My big project right now is turning this new crop into our latest products. Since there wasn't a need to alter our roast profile at Pacific Coffee Research (PCR), we are sticking with the same roast profiles for the medium and the dark. However, I will be changing the name of the dark to medium-dark because to many people labeling our dark in that manner is somewhat misleading. Please know that even though the name is different, the medium-dark is as, if not even more delicious than last year's dark.  

It is tricky because the idea of a dark roast for much of the population is a product roasted past the second crack (think of popcorn popping), where our dark is just past the initial cracking... So, if you are lost right now, do not worry!

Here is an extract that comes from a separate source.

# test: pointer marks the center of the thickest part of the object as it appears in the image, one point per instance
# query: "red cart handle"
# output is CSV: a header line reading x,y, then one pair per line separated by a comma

You can learn all about roasting processes at PCR. On the other hand, if a dark roast past the second crack is the kind of roast you enjoy, you'll love our 456 Dark! We have worked with Holualoa Kona Coffee Company for over 25 years producing our 456 dark. In all honesty, while transferring to these newer-age roast profiles, I had some resistance from my long-time customers since they preferred that old-school dark. Alas, I had no choice but to keep it in the product portfolio. 

In my research of coffee roasting, I've come to understand that the nature of roasting is heating the seed to release, or make available, aromatic organic compounds that we perceive as smells and flavors. The diminishing returns curve for aromatics within roasting is typically just before or after the second crack. Normally, in actual dark roasts, aromatics are destroyed, that's why dark roasts do not usually pack an array of subtle flavors and smells, but the roast does provide that caffeine kick and associated overall coffee flavor. Some dark roasts out there carry a variety of aromatics, but this is uncommon.  

I believe that dark roasts became popular before the Starbucks era because large canned coffee brands were covering up deficiencies in their green coffee. Just as you can burn aromatics out of coffee in the roasting process, you can burn out deficiencies because they are, well, aromatics. So, people from that era missed exposure to the array of aromatics that always existed and grew used to those burnt flavors, which is neither right nor wrong, just personal preference. 

In wrapping up this tangent and bringing it back to my projects, right now (1/25/2022), Coffee Review (CR) is blind assessing my medium and medium-dark roasts (here are the previous crops reviews for the medium and dark). Next, I will compile the aromatic and cupping notes from PCR and CR to create a design with Derek Dozbaba, my label and bags graphic designer, for an updated front placard sticker and others.

I do this all for us. The more I learn and grow in this process, the clearer I can present information for you to purchase and create great coffee. I am taking suggestions for coffee blog topics that spark your curiosity.